The quest to find an answer to these two questions led to this small collection of twelve essays. I am not sure we found complete answers, but I do believe we have uncovered some interesting insights.
The first insight is that the two questions are inextricably linked. I believe that there are too few Indian world-class companies because there is a crisis of leadership in corporate India. Today, more than at any time ever in its history, India has better access to technology, resources and information. It has a large base of accessible talent that is greedily tapped by international companies. Yet only a small percentage of Indian CEOs have managed to use these advantages effectively to create world-class quality, products and services, processes and assets for themselves.
We have too few world-class companies and too few business leaders. Before launching The Smart Manager , the management magazine I edit, in February 2002, we conducted a survey to assess the size of the CEO market. While we discovered that India had 183,000 MBA students enrolled annually, and that there were over 500,000 general managers, every direct marketing agency we spoke to told us that ‘there are only 8,000 CEOs who matter’. We need more companies, more business leaders, and they have to be of global calibre. That is why we started this research. And this book is about the torchbearers who light the way.
Practical Aspects
As Professor Nitin Nohria of the Harvard Business School explains, an organization is world class when there is a demand for its product or service anywhere in the world. This implies that location is immaterial and that the product or service is globally competitive in terms of pricing and quality. But what does this really mean in practical terms? What do we need to do in terms of strategy, organization and management to become world class and remain there?
In terms of creating world-class products and services there are many companies that come to mind. Tata Motors has developed India’s first indigenous car (Indica) and is marketing it to Africa and the UK. Mahindra and Mahindra, a Mumbai-based firm that ranks among the largest tractor companies in the world, has opened tractor assembly plants in the US and is targeting the Chinese market as well. Incidentally the company has also become the first tractor company to receive the Deming Prize for quality management.
Other CEOs have introduced Indian consumers to world-class services. One of these is K.V. Kamath, who ushered in a revolution in Indian banking. ‘We believed that the Indian customer was prepared to look at technology,’ he recalls in his essay. ‘So we said, let’s put in the ATMs, Internet banking and a call centre the key technology channels. We stepped ahead of the competition and were able to seize market share.’

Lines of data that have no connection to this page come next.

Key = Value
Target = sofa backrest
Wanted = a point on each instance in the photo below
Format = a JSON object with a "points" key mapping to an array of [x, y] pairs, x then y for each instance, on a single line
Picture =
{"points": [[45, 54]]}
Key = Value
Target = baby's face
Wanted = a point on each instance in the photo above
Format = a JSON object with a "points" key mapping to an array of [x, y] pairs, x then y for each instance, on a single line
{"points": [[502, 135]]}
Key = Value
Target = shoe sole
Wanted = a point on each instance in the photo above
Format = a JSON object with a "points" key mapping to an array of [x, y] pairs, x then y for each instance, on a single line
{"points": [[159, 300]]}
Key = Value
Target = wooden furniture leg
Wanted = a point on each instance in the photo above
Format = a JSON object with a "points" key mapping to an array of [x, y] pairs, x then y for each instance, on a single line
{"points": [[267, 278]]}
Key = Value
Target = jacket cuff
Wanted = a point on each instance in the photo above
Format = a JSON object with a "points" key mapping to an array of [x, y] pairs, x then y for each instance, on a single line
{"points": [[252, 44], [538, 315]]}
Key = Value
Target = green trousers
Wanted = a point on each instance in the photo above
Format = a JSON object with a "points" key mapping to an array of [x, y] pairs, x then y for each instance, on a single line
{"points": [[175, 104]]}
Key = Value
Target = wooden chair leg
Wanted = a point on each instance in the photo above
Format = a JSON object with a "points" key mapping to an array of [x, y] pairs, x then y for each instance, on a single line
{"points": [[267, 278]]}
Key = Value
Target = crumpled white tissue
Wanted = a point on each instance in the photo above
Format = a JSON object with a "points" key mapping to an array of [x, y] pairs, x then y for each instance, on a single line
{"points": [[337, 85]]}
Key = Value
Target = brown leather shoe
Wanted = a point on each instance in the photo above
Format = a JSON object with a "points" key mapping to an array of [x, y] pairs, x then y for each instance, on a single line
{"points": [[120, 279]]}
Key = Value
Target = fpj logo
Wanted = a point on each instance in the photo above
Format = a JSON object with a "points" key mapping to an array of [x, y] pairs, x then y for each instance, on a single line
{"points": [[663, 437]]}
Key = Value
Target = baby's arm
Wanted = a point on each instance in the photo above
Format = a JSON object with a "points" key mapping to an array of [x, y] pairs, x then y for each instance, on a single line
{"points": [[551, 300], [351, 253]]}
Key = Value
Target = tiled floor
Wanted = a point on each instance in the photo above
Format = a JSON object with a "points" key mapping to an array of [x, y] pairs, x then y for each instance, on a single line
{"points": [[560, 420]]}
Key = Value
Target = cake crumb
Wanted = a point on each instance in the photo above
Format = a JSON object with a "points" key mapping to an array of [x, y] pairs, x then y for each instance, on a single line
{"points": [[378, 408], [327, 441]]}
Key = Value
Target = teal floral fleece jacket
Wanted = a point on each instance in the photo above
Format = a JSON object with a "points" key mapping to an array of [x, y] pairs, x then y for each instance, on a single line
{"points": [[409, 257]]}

We also found excellent examples of companies that have built world-class assets , such as Reliance Industries, Jamnagar refinery and Nicholas Piramal’s R&D centre in Mumbai. ‘We were looking to get a leg-up in the research end of pharmaceuticals,’ says the latter. A substantial investment in human and financial resources was made to bring it up to world-class levels after Nicholas Piramal acquired it from Hoechst.
However the area getting the least attention of Indian CEOs is that of processes . American statistician and quality guru W. Edwards Deming, who was responsible for the Japanese post-war industrial revival in the 1950s and 1960s, discovered that over 90 per cent of problems are due to bad systems, not bad people. But it is people who write the systems. The best IT and BPO companies in India have established world-class performance measurement and HR processes; others such as Hero Honda, Asian Paints and Hindustan Lever have developed high level skills in areas such as supply chain management.